Understanding and anticipating events is a prerequisite for effective action. Humanitarian action is a positive response to cruel events. To understand where we are today and where we’re going, let’s take a brief look at the 4 periods that have marked humanitarianism since the 1980s, and draw some useful lessons from them.

Humanitarianism where we come from, 1980-1989.

Contemporary humanitarianism emerged in the 1980s, during the Cold War, when the world was divided into two antagonistic blocs, East and West, the USSR and the USA, and their allies in NATO and the Warsaw Pact. The real wars were fought on the periphery, in what was then known as the Third World. This is where contemporary humanitarianism was born, and where it based its legitimacy and development on field action, often crossing borders without visas to reach populations in danger. At the time, I was involved in this adventure of solidarity in Afghanistan, which also applied to Cambodia and Ethiopia. We created a new model that became a benchmark.
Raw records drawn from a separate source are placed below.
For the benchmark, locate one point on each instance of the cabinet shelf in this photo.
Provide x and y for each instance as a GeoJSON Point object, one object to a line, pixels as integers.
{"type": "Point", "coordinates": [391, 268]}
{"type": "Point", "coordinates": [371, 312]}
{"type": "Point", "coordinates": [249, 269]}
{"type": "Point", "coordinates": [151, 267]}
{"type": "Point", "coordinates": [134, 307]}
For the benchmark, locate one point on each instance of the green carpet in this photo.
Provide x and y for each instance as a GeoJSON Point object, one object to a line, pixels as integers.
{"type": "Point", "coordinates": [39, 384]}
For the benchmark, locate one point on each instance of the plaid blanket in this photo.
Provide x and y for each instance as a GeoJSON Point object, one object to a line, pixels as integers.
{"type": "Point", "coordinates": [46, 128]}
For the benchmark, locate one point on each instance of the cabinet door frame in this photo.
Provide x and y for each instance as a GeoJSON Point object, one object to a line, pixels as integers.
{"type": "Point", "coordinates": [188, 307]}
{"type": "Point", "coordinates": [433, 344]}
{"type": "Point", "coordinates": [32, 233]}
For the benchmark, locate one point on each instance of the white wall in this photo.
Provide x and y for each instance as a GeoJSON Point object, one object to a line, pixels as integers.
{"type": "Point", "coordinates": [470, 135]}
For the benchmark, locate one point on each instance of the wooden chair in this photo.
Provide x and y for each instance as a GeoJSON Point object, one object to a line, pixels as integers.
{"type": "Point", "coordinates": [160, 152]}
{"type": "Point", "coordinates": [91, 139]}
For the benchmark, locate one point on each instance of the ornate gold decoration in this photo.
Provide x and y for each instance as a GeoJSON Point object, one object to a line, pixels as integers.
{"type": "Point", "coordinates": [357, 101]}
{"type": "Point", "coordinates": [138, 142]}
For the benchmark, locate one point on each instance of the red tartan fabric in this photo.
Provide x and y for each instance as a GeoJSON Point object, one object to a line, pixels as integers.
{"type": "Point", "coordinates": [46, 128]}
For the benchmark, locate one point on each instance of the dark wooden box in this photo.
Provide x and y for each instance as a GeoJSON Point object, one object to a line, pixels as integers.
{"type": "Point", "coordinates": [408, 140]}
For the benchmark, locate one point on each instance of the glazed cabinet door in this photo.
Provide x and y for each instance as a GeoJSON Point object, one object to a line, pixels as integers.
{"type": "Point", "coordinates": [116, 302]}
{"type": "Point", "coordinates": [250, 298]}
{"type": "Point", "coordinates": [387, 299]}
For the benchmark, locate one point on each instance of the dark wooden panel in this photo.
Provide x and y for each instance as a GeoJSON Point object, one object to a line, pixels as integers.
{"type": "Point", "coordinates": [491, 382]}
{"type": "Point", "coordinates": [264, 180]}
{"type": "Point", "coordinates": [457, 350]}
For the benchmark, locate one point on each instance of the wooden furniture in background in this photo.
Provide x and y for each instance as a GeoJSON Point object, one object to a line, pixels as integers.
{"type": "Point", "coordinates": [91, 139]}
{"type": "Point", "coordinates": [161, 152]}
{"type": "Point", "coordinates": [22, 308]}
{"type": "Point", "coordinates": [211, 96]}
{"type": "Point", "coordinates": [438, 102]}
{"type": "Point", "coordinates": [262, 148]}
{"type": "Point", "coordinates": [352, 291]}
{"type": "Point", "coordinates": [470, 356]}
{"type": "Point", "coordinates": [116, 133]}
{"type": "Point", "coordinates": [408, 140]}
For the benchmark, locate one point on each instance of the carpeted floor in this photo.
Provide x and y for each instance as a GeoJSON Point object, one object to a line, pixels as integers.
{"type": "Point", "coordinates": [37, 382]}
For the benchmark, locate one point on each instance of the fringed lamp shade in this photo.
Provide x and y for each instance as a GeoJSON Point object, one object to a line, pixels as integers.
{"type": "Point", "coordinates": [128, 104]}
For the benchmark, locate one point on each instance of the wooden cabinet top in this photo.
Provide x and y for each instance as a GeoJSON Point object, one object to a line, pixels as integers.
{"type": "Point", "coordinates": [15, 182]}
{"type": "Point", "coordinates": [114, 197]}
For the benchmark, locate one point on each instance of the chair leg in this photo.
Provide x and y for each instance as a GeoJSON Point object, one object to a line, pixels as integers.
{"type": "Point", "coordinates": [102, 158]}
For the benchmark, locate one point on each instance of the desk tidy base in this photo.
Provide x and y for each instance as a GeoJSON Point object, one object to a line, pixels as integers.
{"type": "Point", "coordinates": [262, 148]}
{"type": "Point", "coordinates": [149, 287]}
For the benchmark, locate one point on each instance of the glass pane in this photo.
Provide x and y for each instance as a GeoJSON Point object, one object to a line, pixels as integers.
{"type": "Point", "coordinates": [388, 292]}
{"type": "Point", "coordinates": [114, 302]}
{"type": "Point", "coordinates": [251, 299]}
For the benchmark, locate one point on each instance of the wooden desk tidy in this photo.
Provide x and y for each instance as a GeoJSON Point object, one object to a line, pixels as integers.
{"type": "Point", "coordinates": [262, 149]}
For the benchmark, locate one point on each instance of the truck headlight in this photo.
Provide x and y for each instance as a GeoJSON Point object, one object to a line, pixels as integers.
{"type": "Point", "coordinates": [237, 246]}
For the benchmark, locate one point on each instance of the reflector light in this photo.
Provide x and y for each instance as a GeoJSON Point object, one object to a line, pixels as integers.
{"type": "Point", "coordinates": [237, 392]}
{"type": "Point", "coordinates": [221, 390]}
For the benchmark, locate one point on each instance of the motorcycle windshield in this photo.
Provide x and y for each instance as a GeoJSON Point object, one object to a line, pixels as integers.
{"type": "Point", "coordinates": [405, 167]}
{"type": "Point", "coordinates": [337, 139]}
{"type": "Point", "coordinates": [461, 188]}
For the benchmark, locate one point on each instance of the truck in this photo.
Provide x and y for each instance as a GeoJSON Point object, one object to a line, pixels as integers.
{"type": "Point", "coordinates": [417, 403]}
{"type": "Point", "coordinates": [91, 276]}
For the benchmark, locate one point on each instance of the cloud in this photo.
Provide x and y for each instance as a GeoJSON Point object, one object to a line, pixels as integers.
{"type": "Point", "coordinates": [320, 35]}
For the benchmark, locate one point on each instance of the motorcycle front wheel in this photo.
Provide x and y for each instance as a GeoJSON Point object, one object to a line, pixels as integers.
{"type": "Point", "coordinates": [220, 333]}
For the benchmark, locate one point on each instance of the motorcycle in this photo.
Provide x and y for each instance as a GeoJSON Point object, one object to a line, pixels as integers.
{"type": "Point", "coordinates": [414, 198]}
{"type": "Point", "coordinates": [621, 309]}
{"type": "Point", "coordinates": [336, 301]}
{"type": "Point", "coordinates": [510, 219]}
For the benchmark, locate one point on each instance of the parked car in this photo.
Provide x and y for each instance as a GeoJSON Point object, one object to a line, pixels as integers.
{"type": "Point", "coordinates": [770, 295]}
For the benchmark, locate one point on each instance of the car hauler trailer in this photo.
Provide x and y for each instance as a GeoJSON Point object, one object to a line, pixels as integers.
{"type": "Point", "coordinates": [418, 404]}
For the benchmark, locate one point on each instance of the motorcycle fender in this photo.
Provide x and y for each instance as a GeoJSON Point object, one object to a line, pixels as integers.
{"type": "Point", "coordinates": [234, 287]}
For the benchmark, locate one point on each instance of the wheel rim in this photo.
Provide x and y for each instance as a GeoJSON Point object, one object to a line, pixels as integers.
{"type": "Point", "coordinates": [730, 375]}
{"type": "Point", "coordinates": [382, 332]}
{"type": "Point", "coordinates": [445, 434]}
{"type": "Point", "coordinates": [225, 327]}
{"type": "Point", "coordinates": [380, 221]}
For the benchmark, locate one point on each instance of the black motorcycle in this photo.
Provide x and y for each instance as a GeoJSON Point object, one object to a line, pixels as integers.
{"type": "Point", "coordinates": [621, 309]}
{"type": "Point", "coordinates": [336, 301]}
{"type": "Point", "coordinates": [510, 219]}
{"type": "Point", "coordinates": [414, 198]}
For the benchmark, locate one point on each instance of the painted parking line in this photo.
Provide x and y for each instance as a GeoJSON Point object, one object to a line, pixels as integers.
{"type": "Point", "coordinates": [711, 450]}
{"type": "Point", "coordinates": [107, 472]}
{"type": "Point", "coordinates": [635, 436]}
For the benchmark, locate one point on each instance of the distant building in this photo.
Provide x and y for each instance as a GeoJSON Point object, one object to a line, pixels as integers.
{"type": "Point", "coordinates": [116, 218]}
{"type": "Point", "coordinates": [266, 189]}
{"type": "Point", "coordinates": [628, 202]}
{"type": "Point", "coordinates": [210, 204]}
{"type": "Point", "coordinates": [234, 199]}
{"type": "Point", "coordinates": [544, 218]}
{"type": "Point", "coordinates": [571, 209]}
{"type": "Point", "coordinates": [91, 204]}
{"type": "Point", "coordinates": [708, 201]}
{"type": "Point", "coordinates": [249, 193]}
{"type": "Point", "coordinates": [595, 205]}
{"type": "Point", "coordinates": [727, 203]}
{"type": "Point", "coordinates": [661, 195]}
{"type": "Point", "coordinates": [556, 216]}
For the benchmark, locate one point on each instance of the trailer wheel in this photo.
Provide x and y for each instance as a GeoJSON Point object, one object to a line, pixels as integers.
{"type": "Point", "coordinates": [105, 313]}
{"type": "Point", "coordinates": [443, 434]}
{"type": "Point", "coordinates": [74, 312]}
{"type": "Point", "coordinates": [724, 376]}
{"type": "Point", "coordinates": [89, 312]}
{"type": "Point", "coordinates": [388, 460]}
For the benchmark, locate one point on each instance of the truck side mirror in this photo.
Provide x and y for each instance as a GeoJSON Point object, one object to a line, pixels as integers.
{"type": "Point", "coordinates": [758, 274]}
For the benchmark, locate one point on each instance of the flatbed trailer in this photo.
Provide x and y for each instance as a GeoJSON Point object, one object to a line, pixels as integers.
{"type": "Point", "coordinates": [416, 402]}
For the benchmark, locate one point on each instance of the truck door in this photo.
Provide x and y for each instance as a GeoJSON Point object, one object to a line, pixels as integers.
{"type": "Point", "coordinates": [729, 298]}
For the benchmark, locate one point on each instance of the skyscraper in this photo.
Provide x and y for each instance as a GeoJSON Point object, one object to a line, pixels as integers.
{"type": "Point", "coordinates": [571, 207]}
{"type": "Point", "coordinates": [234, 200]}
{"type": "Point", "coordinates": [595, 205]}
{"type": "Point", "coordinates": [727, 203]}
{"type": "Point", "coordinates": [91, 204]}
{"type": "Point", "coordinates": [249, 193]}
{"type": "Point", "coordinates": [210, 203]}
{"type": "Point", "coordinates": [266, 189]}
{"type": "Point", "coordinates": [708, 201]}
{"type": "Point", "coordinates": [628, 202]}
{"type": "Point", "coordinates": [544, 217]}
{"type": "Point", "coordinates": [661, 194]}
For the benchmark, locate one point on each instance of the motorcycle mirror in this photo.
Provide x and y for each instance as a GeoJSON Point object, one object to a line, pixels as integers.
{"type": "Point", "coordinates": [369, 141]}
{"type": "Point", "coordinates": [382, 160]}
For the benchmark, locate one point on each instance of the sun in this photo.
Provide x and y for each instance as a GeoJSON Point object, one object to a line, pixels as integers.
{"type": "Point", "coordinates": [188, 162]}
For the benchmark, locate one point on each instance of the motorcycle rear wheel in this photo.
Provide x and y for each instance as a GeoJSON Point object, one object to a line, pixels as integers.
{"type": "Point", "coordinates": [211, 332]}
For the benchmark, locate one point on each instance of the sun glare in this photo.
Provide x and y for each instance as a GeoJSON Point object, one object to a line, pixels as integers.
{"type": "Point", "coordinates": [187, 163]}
Distribution of briquettes in Kamianka, December 27, 2024. Solidarités International

A world disappears, 1989-2001.

The fall of the Berlin Wall and the disappearance of the USSR in 1989-1991, after a brief period of euphoria and universal peace, ushered in a new era with the first Gulf War and UN Resolution 688 to protect the Kurds of Iraq. Then the break-up of the former Yugoslavia and the war in Bosnia, and the genocide in Rwanda established humanitarian action as an essential international policy, leading to the creation in 1992 of DG ECHO, the European Union’s and the Commission’s humanitarian instrument. Faced with urgent and far-reaching needs, the humanitarian community expanded rapidly, particularly NGOs, which established themselves as a major player in crises.

The turning point of September 11, 2001.

The next turning point came on September 11, 2001, with the destruction of the World Trade Center in New York by the terrorist organization Al Qaeda. We remember George W. Bush’s doctrine of pre-emptive war against terrorism, and the UN Resolution authorizing the United States to intervene in Afghanistan, where it remained for 20 years, with the inglorious end that we know. We remember the American intervention in Iraq to “democratize the Middle East”, which was based on false allegations and had dramatic consequences.

The humanitarian dynamic will grow out of necessity, and will soon be stimulated by the Arab Spring, which will degenerate into civil war in Syria. We remember the Serval operation in Mali in January 2013, against jihadist groups, then in Burkina Faso and Niger. During this period, humanitarian action emerged as one of the essential components of any solution, along with its other security, diplomatic and political aspects. It was at this time that the concept of the Humanitarian-Development Nexus was born and flourished, to which the word peace was soon added.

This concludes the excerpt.